Country Is As Country Does
Country legend George Strait’s returns with Twang, his latest country album which mixes chart topping music with lofty predictability. Twang is the follow-up to 2008’s platinum selling album Troubadour, and is jammed packed with commercial country hit songs that have defined Straits’s career for 38 albums and spanned almost three decades.
Leading the way is the title track, “Twang,” which can be summarized as just that. The honky-tonkin’, foot-stomping song will make anyone want to throw on a pair of cowboy boots, open a beer and get dancing, “Cause I need a little twang/A little hillbilly bending on some guitar strings.” But for most of the album, Strait sticks to the heartbreaking country music he knows best, leaving no room for any musical surprises.

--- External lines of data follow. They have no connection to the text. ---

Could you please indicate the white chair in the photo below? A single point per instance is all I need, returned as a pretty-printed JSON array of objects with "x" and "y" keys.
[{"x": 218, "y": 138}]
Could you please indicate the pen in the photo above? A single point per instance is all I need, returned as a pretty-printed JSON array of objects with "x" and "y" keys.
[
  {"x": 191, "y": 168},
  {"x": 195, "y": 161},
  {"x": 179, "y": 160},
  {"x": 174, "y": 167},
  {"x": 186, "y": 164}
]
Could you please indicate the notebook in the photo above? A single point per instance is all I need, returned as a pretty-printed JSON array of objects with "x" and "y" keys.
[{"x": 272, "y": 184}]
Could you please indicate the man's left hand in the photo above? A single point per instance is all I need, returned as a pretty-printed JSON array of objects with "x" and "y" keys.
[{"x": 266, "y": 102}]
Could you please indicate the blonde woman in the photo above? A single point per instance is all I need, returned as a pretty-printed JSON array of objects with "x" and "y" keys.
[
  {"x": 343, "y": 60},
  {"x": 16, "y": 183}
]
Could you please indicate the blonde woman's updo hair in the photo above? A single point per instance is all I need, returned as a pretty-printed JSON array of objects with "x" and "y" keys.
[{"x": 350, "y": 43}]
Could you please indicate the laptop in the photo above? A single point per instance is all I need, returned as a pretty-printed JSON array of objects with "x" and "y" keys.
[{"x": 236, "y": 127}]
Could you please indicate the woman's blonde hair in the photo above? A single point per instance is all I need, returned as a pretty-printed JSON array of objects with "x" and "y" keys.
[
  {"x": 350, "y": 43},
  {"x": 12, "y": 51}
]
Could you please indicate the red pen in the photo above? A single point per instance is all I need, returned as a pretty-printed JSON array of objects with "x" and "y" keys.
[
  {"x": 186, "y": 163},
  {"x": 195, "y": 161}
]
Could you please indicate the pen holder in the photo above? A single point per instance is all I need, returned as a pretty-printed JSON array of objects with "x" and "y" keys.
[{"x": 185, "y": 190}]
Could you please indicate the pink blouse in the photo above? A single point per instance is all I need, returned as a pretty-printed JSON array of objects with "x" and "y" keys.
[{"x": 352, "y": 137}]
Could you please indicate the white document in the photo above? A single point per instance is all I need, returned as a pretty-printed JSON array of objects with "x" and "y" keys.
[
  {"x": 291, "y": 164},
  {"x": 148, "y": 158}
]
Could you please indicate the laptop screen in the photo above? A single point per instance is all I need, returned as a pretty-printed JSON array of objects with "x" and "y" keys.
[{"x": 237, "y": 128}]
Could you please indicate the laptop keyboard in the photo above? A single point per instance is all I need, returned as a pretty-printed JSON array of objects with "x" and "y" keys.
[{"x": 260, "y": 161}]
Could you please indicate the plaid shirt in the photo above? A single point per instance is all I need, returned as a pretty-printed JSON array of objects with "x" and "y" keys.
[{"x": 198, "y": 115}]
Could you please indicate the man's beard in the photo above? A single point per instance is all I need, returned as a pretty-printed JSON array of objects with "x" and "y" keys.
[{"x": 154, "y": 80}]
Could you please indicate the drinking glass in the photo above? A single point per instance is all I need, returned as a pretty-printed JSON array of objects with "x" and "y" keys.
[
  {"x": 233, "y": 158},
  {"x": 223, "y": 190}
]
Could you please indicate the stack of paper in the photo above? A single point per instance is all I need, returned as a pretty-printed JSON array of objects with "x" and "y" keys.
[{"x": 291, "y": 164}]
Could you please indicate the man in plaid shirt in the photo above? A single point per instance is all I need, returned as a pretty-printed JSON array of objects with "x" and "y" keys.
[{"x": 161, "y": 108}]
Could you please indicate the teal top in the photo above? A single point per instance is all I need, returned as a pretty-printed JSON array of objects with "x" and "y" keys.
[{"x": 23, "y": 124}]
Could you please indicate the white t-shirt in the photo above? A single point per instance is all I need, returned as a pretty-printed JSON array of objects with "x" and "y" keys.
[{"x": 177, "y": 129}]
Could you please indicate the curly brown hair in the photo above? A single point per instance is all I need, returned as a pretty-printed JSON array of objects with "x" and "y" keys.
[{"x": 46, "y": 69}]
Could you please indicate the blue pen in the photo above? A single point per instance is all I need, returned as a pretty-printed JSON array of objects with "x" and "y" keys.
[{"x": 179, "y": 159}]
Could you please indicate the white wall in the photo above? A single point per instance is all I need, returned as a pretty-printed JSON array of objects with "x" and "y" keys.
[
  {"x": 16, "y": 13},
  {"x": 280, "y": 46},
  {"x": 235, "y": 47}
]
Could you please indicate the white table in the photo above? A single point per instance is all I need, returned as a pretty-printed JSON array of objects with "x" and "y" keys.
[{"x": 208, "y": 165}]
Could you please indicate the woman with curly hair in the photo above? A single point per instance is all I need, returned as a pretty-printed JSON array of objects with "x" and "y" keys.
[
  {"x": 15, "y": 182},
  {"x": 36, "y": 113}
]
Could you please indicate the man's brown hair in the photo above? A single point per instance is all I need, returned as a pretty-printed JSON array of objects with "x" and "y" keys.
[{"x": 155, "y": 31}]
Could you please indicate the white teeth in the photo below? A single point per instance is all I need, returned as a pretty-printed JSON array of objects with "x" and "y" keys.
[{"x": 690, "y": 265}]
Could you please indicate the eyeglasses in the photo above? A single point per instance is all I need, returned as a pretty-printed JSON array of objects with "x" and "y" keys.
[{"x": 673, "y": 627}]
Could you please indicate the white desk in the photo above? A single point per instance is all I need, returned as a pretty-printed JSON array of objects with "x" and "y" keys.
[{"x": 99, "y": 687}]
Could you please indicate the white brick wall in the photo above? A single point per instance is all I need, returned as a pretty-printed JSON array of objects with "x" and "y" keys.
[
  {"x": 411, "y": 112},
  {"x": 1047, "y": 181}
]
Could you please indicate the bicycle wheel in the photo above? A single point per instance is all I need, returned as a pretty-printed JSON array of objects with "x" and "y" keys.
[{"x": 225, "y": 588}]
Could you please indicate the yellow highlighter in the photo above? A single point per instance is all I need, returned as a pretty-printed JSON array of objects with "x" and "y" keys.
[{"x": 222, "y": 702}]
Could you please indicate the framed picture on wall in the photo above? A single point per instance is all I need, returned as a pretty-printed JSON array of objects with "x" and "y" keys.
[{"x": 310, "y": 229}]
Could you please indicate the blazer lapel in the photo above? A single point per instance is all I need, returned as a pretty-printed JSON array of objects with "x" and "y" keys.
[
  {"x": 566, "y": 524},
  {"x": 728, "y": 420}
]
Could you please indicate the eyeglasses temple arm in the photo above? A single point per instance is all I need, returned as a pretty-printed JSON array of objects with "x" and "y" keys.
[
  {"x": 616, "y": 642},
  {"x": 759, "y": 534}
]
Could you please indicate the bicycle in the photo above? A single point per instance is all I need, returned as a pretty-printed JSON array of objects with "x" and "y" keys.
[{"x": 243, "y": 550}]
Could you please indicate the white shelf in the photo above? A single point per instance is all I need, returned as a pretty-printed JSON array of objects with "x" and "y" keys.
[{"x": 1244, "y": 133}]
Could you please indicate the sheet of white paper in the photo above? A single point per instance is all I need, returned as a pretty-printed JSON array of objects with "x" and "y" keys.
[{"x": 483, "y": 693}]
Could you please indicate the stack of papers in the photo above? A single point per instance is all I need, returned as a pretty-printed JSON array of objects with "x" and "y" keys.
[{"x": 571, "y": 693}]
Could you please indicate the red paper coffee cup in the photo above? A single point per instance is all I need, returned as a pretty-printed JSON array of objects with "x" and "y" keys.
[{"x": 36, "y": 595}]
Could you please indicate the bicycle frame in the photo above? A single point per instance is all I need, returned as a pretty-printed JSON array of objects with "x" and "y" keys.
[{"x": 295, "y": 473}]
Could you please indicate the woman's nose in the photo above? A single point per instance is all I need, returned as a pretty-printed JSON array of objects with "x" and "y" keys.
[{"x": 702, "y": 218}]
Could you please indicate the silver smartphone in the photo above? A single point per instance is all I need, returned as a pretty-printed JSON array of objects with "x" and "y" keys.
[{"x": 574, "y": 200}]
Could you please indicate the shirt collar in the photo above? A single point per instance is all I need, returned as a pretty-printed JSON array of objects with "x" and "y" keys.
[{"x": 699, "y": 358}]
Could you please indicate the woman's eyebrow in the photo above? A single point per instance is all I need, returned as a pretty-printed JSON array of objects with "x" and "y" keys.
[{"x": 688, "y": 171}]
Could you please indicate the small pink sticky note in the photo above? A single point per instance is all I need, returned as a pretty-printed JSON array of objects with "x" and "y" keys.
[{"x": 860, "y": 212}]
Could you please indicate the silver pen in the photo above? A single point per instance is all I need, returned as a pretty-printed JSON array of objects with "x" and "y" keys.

One of the most rewarding risks Strait has taken is in his re-emergence as a songwriter, co-writing three tracks: “Living for the Night,” which expresses his feelings after the loss of a person in his life, “Out of Sight, Out of Mind,” and “He’s Got That Something Special” with his son Bubba, who also ventures out solo with his song “Arkansas Dave.” Strait also brings back veteran songwriters Dean Dillon for “The Breath You Take,” about savoring life’s important moments, big or small, and Delbert McClinton for “Some Kind Of Crazy.” But the true country gem is a cover of Jose Alfredo Jimenez’s mariachi classic “El Rey.” Strait ventures out of his country comfort zone and takes a chance singing entirely in Spanish, a risk that has gained a lot of reward.
Twang is surely a hit among country fans and Strait sticks to what he knows best. But if the recipe for country music success ain’t broke, why fix it?